Reproducible Example
reference/source for this code example: https://github.com/pandas-dev/pandas/issues/37577
import pandas as pd
from dataclasses import dataclass
@dataclass
class Record:
id: int
name: str
constant: float
df = pd.DataFrame([
Record(0, 'Landau', 3.1415926),
Record(1, 'Kapitsa', 2.718281828459045),
Record(2, 'Bogolyubov', 6.62607015),
])
print(df.dtypes)
Issue Description
I would expect that the dtype from the dataclass is inherited / used in pandas as well.
id int64 name string constant float64 dtype: object
Expected Behavior
id int64 name string constant float64 dtype: object
Installed Versions
Comment From: phofl
Hi, thanks for your report.
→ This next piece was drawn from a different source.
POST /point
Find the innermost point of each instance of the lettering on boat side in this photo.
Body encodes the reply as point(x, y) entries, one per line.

We don't use those dtypes, same with NamedTuple, but even if we would, str maps to object, the panda string dtype can be set with „string“ not str
Edit: Sorry initial response was only half-correct
Comment From: butterbach
I actually thought so and but don't get why or is it basically a feature request because Pandas just supports string since 1.0?
For other complex datatypes I might get that behaviour - but getting out of pandas again causes issues like ending up getting a void type.
Comment From: butterbach
@phofl: Sorry to highlight you personally, but I can see that str maps to object in pandas but I can just assume that this was implemented before pandas even had the dtype "string" which is exactly the same as str in Python, isn't it?
What is the reason not to change the mapping? I just want to understand the reason. I get it that object is the default for all other datatypes that are not supported.
When I read the first paragraph of the pandas documentation about the dtype "string", I would assume it should be the opposite:
source: https://pandas.pydata.org/docs/user_guide/text.html
And specifying str in a dataclass instead of Any (?) is close to the pandas recommendations to actively set dtype=string (series examples in the pandas docs). In this case it should be taken into account by the DataFrame generator.